Johnson’s stump speech is unwieldy, a laundry heap of political beliefs unadorned by campaign boilerplate or political platitudes. The reception is polite, though a woman audibly groans when he promises to pursue a fair tax. During the ensuing Q & A, an audience member praises Johnson’s ideas, but says he’s skeptical about his chances to effect change by bucking Republican dogma on nearly every issue. Another asks why he isn’t running as a libertarian. “The idea would be to actually win,” he explains.

That goal is beyond his grasp, and this surprises him. “I don’t want to sound like a conspiracy theorist,” he says. But he has some theories. “Is it because I’m for legalization? Is it because I’m the only social non-conservative in the race? Does that make me a fringe candidate?
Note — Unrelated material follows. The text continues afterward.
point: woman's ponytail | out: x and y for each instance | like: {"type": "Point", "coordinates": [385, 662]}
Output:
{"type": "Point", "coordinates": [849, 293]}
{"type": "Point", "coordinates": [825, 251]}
I honestly don’t know.” He’s proud of his record, believes in his platform, and is both baffled and wounded by the fact that the press uses a popular two-term governor’s presence in the GOP field as a punchline. “I’m laboring under the belief that I’m the best guy for the job,” he says.

He is also, it seems, lured by the front-row ticket to a great American spectacle, one that allows him to crisscross New Hampshire with his family under the dazzling fall foliage. Between bouts of frustration, he musters the optimism to regard the race as another dizzying peak to scale. And if he can’t, he’s determined to relish the experience. “Here’s the reality, and I get to see what it’s like,” he says of the day-to-day grind of a presidential campaign. “And few people do.”

That night, after a 35-mile ride under brilliant sunshine, reality smacks him in the face. Johnson is holding a town hall at Concord High School, in a fourth-floor English classroom with perhaps 25 desks. A few minutes ahead of schedule, he walks into the room with his family only to find four reporters and no voters awaiting his arrival. He plops down in a chair before the whiteboard at the front of the room, flanked by six-foot banners proclaiming him “The People’s President.”

“What do you do if you hold a town hall and nobody shows up?” he wonders aloud.

A minute later, Slattery, his aide, steps inside to announce that a glitch prevented the robocalls advertising the appearance from going out. Nobody is coming. Johnson looks crestfallen; Kate and Erik look on quietly, their jaws set tight. With the press assembled before the candidate, Slattery suggests a Q & A. The first question is how this indignity makes Johnson feel.

“It sucks. It absolutely sucks,” Johnson says, his voice cracking slightly. “There’s no rhyme or reason to it. I never in my wildest dreams thought that I would not be at the table. I never in my wildest dreams thought that I wouldn’t have a place on the stage. I wouldn’t in my wildest dreams would have expected to not be listed on the polls that are being done nationally for President of the United States.”

It’s hard not to feel for Johnson at a moment like this, just as it’s hard to grasp why he doesn’t pack it in and head back to his dream home in Taos with a fiancée he adores. Johnson says he has no regrets, and insists he’s determined to ride out the process. “If I’m not successful, you’re just never going to hear from me again,” he says. It is a suggestive flash of candor, a moment when the fantasy slips to reveal the reality of impending failure. For Johnson, a man who seems programmed to wring the positive out of the bleak, there is an upside even to this. “If this doesn’t end up successful,” he says, “isn’t it good to know that Santa Claus doesn’t exist?”